Weil sich Feld an Feld reiht, können Stürme beträchtliche Schäden anrichten und sogar Menschenleben fordern. Ein Brandenburger Pfarrer will die Erosion der Felder stoppen

grafxart - Fotolia

Acht Menschen starben, mehrere hundert wurden verletzt. Der Sandsturm, der im April 2011 über die Autobahn A 19 bei Rostock fegte, war einer der heftigsten der letzten Jahre. Der schwere Unfall, den er ausgelöst hat, bleibt den Menschen im Gedächtnis. „Eine Mitschuld an dem Sturm tragen fehlende Hecken“, sagt Ulrich Kasparick. Der Ackerboden konnte von den Feldern einfach aufgewirbelt und in der Gegend verteilt werden. Ein Phänomen, das in Deutschland immer öfter zu bemerken ist: Der Boden erodiert, verliert an Wert.

Fast alle Hecken wurden abgeholzt

Ulrich Kasparick will sich damit nicht abfinden. Der frühere Parlamentarische Staatssekretär im Bundesverkehrsministerium ist seit einigen Jahren Pfarrer in Uckerland, einer kleinen Gemeinde im äußersten Norden Brandenburgs, die kirchlich schon zur Evangelisch-Lutherischen Kirche in Norddeutschland gehört.
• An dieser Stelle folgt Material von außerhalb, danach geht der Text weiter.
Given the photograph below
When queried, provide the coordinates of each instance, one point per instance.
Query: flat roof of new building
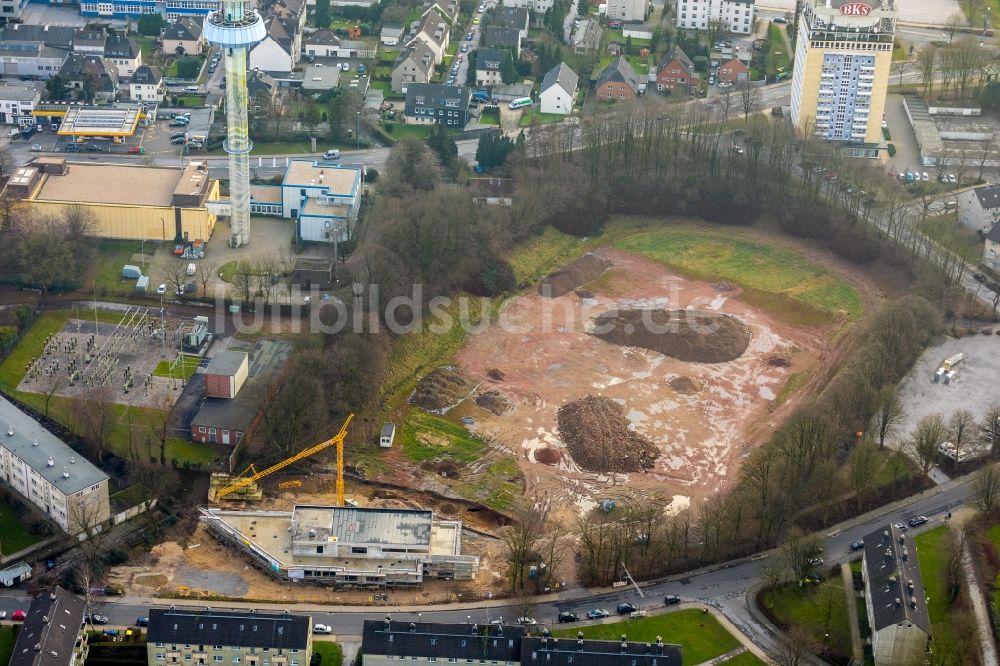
(119, 120)
(226, 363)
(25, 437)
(123, 184)
(305, 173)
Und die, wie viele Kirchengemeinden im Nordosten, über einen erheblichen Bestand an Kirchenland verfügt. „Auch bei uns hat man zu DDR-Zeiten fast alle Hecken abgeholzt“, sagt Kasparick.
Die Äcker seien fast bis an den Straßengraben gepflügt, noch der letzte Zentimeter des Felds soll bestellt werden. „Aber wir sind auf der Erde nur Durchreisende“, sagt Kasparick. „Unsere Kinder und Enkel müssen mit dem leben, was wir ihnen hinterlassen.“ Deswegen hat der Pfarrer aus der Uckermark einen Plan: „Wir wollen wieder Hecken pflanzen.“ Denn Hecken würden nicht nur der Erosion und damit dem Wertverlust der Felder vorbeugen. Sie böten auch zahlreichen geschützten Tieren einen Lebensraum. Und jeder neu gepflanzte Baum sei zugleich ein Beitrag zum Klimaschutz.
Im Internet sammelt Kasparick Spenden. „Wir haben mit dem Rosengarten ja schon einmal großen Erfolg gehabt“, erinnert Kasparick an ein Projekt, das ihn und seine Gemeinde bundesweit bekannt machte: Über das Internet bat der Theologe um Pflanzenspenden für den Rosengarten hinter seinem Pfarrhaus. Mittlerweile sind mehrere hundert Rosen gepflanzt, der Garten ist zum neuen Treffpunkt des Dorfes geworden. Sogar Busgruppen besuchen das Dorf.
An diesen Erfolg will Ulrich Kasparick nun anschließen. „Fünf Quadratmeter Hecke kosten etwa 13 Euro“, sagt Kasparick. „Das ist der Preis eines kleinen Blumenstraußes, aber er ist ungleich nachhaltiger.“ Wichtig ist dem Theologen, dass er sein Projekt nicht gegen die Bauern umsetzt, die das Kirchenland gepachtet haben. „So etwas klappt nur zusammen mit den Landwirten“, sagt Kasparick.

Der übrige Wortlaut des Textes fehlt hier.